The anonymous donor who gave the city more than $78,000 about 18 months ago said Tuesday he stands by his original intention that the money should be used at the mayor’s discretion, including for the building of an uptown plaza if that’s what the city decides to do.
As reported last August, The Times-Gazette at that time requested and received from the city a copy of the letter from the donor, which included the man’s name.
As was reported then, “The Times-Gazette has respected the donor’s wish to remain anonymous, but has examined the letter he sent.” Interviewed by telephone on Tuesday, the individual again asked not to be identified.
The donation was in the amount of $78,168.64, and is from a private charitable trust that has a long history of philanthropic endeavors. The individual has been part of the Hillsboro and Highland County community for several decades.
A letter accompanying the funds stated, “It is my wish that the funds be used for a special project to benefit the citizens of Hillsboro. I would not want the funds to be used to pay accounts payable or any outstanding bills. The mayor shall have full discretion as to the direction of the funds. Thank you for this consideration from an anonymous donor and longtime resident of the city of Hillsboro.”
Once the money was given, the donor maintained no legal right to mandate how it is used, and even though on Tuesday he reiterated his hope that it would be used at Mayor Drew Hastings’ discretion, the mayor has acknowledged that council’s approval is needed before the funds are expended.
The individual said Tuesday that he thought the plaza proposal was a positive idea. He said he hoped his anonymity would be preserved because he does not want attention or credit for the gift, and wants nothing in return.
On Monday, Hillsboro City Council unanimously approved a plaza recommendation from the Property, Maintenance and Restoration Committee to, as chair Ann Morris described it, “move forward with a more detailed plan, which would enable cost estimates to be gathered, which would then allow an educated decision to be made concerning the plaza, to share with the public.”

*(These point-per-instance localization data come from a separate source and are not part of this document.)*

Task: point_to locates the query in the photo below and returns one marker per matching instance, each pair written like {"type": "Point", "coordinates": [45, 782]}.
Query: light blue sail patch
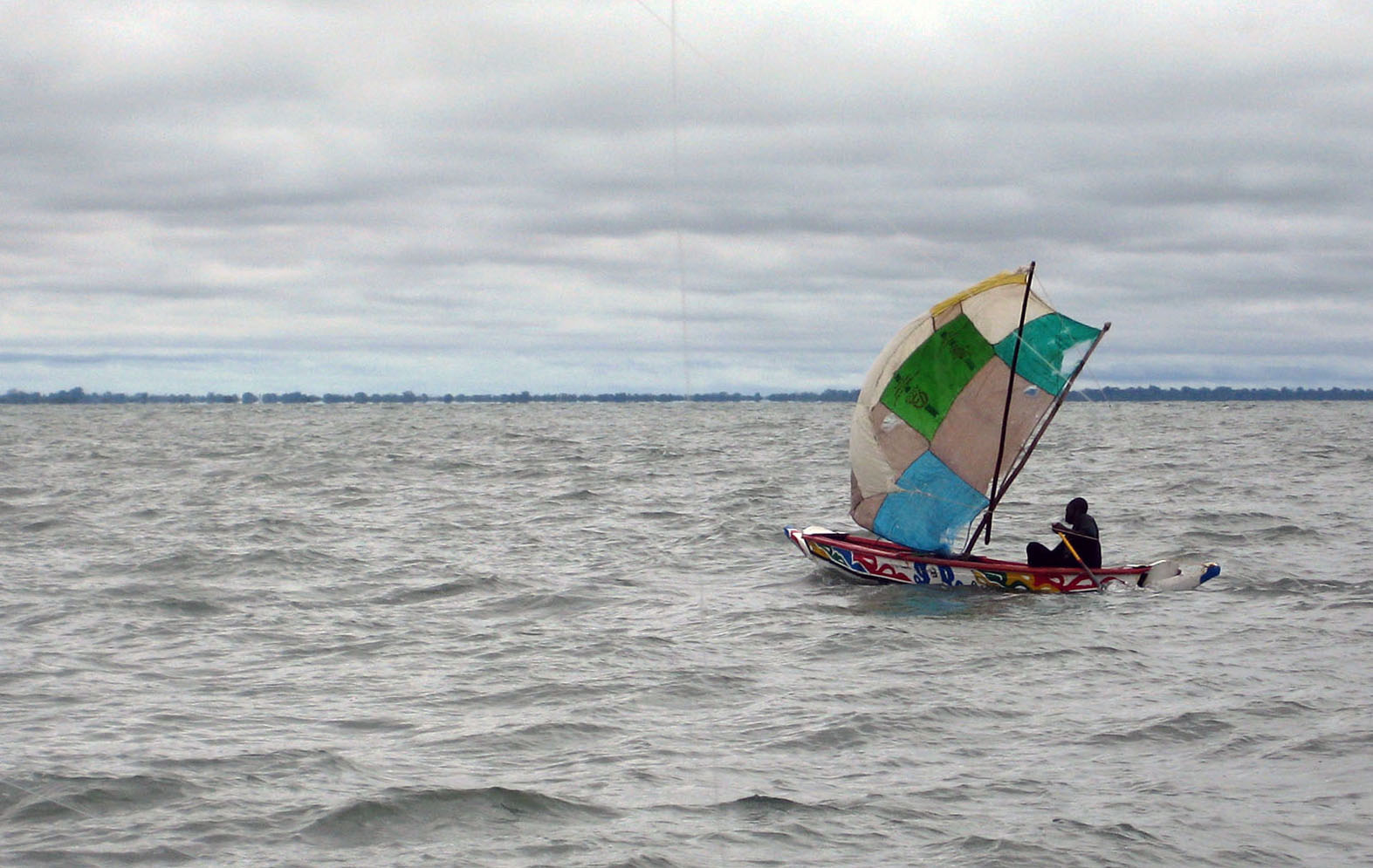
{"type": "Point", "coordinates": [931, 508]}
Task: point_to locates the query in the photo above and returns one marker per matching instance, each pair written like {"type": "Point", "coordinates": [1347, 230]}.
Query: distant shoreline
{"type": "Point", "coordinates": [1107, 393]}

Council President Lee Koogler said the recommendation did not mean the town square was approved to be built, but that it instead expressed council’s decision to continue pursuing the plan and gather more detailed information about its overall impact.
Morris said that “conceptual ideas” regarding the plaza would include additional parking spaces, and bricks used for walkways at the plaza, in keeping with the historic look.
Morris said the administration is working to attract a hotel to the uptown area, and there has been “rapid progress” on developing uptown residential living with more people looking for uptown apartments, making it important to create entertainment venues in the area. She said the city has received reference letters from business owners and the Hillsboro Uptown Renaissance Project in support of creating an uptown plaza.
She said funding the town square could happen through both private and public funds.
She said the city has been talking with Paint Creek Joint EMS/Fire District, and Paint Creek has agreed to work out a plan to access equipment if the plaza is built.
“Chief (Bradley) George does not anticipate this to be a problem,” said Morris.
Morris said there have been four public meetings held about the plaza, two at the county administration building, and two more at the fire house community meeting room. She said a public survey was available to take online, and more than 300 responded “with a strong majority of those in favor of the plaza concept.”
Pam Limes, Democratic candidate for mayor in November, was present at Monday’s council meeting. She has come out against the plaza, saying there are too many unanswered questions.
She said last week that the city should hold a public meeting specifically designed for citizens to weigh in. She noted that the public meetings held by the plaza design committee were for discussion of the design, not whether people wanted the plaza.
“We need to have a true public meeting,” said Limes.
She said no one has yet presented a plan spelling out how much the plaza will cost, that no plans have been made in regard to what will happen to the Paint Creek fire department’s ability to access the south-facing bay door that now enters onto Gov. Trimble Place, where the proposed plaza would be built.
Limes said that despite claims that the plaza would help businesses in the uptown area, there is “nothing that proves that,” such as a formal study.
“There is too much we don’t know to make an informed decision at this point,” she said.